Ana Belén Pereiro
LAQV, FCT NOVA
Ionic liquids: from Basics to Applications
Chaired by Luís Paulo Rebelo
Ionic liquids (ILs) have become recognized as greener media for engineering issues due to their properties, such as almost null volatility, tuneability, null flammability and recyclability. Nowadays, these compounds are being applied at industrial level by different companies e.g. Petronas, BASF, BP, Degussa and Linde industrial gases. One of the most attractive characteristics of ILs is that their physicochemical properties can be fine-tuned through the careful selection of cations and anions leading to the desired properties for each application. An emerging research field of interest in the ILs area is the increment of their tuneability. In this sense, new scientific branches of the ILs field were explored.

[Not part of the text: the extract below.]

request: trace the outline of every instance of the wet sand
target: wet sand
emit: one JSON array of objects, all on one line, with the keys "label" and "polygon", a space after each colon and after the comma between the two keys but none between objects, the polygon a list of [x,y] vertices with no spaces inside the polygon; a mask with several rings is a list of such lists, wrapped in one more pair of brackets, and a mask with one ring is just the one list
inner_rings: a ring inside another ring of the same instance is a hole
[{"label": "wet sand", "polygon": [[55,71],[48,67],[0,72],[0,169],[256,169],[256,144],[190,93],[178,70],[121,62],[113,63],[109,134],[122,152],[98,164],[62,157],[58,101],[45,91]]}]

Firstly, the significant increase of the coulombic character of ILs through the solubilisation of simple inorganic salts in their milieu was tackled. This simple and inexpensive way to increase the ionicity of an IL was achieved, while preserving the liquid nature of the new ionic media. A new class of ionic liquids, High Ionicity Ionic Liquids (HIILs), emerges because the media is purely ionic and liquid. These new HIILs represent a new promising class of neoteric, “green” engineering liquids for separating processes.
On the other hand, ILs are regarded as nano-segregated fluids, with a polar network permeated by non-polar domains. It is, thus, expected that fluorinated alkyl chains could also control the formation of fluorous nanodomains and may induce the formation of three nanosegregated domains, polar, non-polar and fluorous. Fluorinated Ionic Liquids (FILs) were developed and characterized, and the formation of these three nanosegregated domains was demonstrated. The obtained results clearly show that FILs can be used as “three in one” solvents, increasing the solubilisation power. Playing with the Van der Waals, coulombic and hydrogen bonding interactions and the size of the fluorous domain will allow the development of solvents designed for each specific application.